The invention belongs to the technical field of medical equipment, and relates to a medical titanium alloy bone fixing clamp and a manufacturing method thereof.

Background

Medical titanium alloys are used for the manufacture of medical devices, prostheses or artificial organs for implantation in the human body and for auxiliary therapeutic equipment. Mainly comprises alloys of titanium 6 aluminum 4 vanadium, titanium 5 aluminum 2.5 tin and the like. They have high specific strength, mechanical property close to human bone, strength far superior to pure titanium, and also have the characteristics of fatigue resistance, corrosion resistance, excellent biocompatibility and the like.

When the skeleton is broken and is missing, the position is ensured that the skeleton can be normally healed and connected, the titanium alloy skeleton is required to be fixed, so that the aligned growth and closure of the skeletons on the two sides are ensured, but the existing titanium alloy skeleton is required to be fixed on the healthy skeleton by bolts, so that secondary damage is caused by opening holes in the skeleton, part of the titanium alloy skeleton is required to be detached after the skeleton is closed, part of the skeleton after the growth is required to be damaged, the recovery time of the skeleton is prolonged, and meanwhile, the skeleton with the bolt fixed position can be healed after being detached.

Disclosure of Invention

The invention aims to solve the problems and provides a medical titanium alloy bone fixing clamp and a manufacturing method thereof.

In order to achieve the purpose, the invention adopts the following technical scheme:

a medical titanium alloy skeleton fixation clamp comprises a first alloy clamp and a second alloy clamp, wherein an elastic sheet is fixedly arranged at the rear end of the second alloy clamp, the rear side end of the second alloy clamp is provided with a placing groove, the rear side end of the second alloy clamp is provided with a through hole, the through hole is matched with the elastic sheet, the inner position of the first alloy clamp is inserted with a fixed bolt, the inner position of the first alloy clamp is movably inserted with a first rotating shaft, a first gear is fixedly arranged at the outer side end position of the first rotating shaft in a surrounding way, a second rotating shaft is movably inserted and arranged at the inner position of the first alloy clamp, the position of the outer side end of the second rotating shaft is fixedly provided with a rotating disc in a surrounding manner, the inner position of the rotating disc is provided with a clamping groove which is T-shaped, and the position of the outer side end of the second rotating shaft is fixedly provided with a second gear in a surrounding manner.

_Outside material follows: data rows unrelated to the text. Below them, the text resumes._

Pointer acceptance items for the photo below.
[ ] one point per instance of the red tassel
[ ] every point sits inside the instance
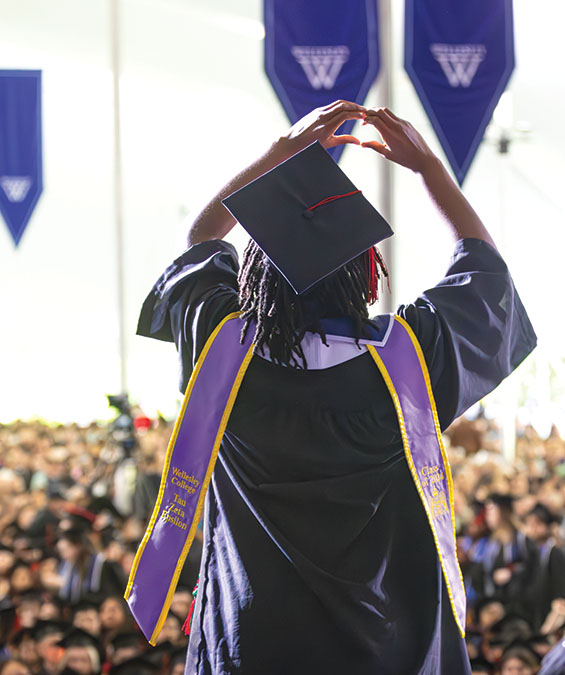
(187, 625)
(327, 200)
(188, 622)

In above-mentioned medical titanium alloy skeleton fixation clamp, first alloy press from both sides and be provided with stop gear on the inside wall, stop gear include stopper, first spring and spacing tooth, first alloy press from both sides fixed mounting on the inside wall and be provided with the stopper, stopper inboard end position movable mounting be provided with spacing tooth, spacing tooth opposite side activity joint is in the first gear outside, spacing tooth and first alloy press from both sides between position fixed connection be provided with first spring.

In the medical titanium alloy skeleton fixing clamp, a clamp and a mechanism are fixedly arranged at the other side end of the elastic sheet and comprise a cavity, a baffle, a second spring, a movable plate and a clamping block, the cavity is formed in the elastic sheet, the baffle is fixedly arranged on the upper side end and the lower side end of the cavity in a vertical mode, the movable plates are movably clamped on the two sides of the cavity in the cavity, the second spring is fixedly connected between the movable plates, and the clamping block is fixedly connected to one side of the movable plate.

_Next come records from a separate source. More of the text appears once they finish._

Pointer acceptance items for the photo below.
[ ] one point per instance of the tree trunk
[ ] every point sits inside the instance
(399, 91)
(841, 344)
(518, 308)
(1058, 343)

The first alloy clamp and the second alloy clamp are combined into a complete main body after being fixed by the fixing bolt, the main body is attached to one side of a broken bone when in use, the other side of the main body is attached to the outer side of the broken bone on the other side, then the elastic sheet is used for surrounding the outer side of the broken bone, finally the clamping block is pressed and recovered to the inner part of the cavity, meanwhile, the clamping block drives the movable plate to extrude the second spring, the second spring is in a compressed state, then the elastic sheet passes through the through hole and extends to the inside of the clamping groove, the second spring resets to drive the movable plate to reset, so that the clamping block is clamped at the position inside the clamping groove, thereby fixing the position of the elastic sheet, enabling a user to rotate the first rotating shaft through tools such as a screwdriver and the like to enable the first rotating shaft to drive the first gear to rotate, extruding the limiting teeth during rotation, the first spring is extruded simultaneously, and when the first gear rotates reversely, the limiting block blocks the limiting teeth to rotate, so that the first gear is prevented from rotating reversely. Drive second gear revolve when first gear revolve, thereby make the carousel rotate, twine the flexure strip in the carousel outside, thereby fix the flexure strip staple bolt in the broken bone outside, thereby fixed main part, it is fixed to make the position align between the broken bone, make things convenient for the healing work of broken bone, need not trompil on the broken bone during the installation simultaneously, prevent the secondary injury, medical personnel cut off the flexure strip when dismantling, then demolish the main part can, do not stay the installation screw after demolising, make the skeleton need not to carry out subsequent secondary and resume, the skeleton quality of resuming has been improved.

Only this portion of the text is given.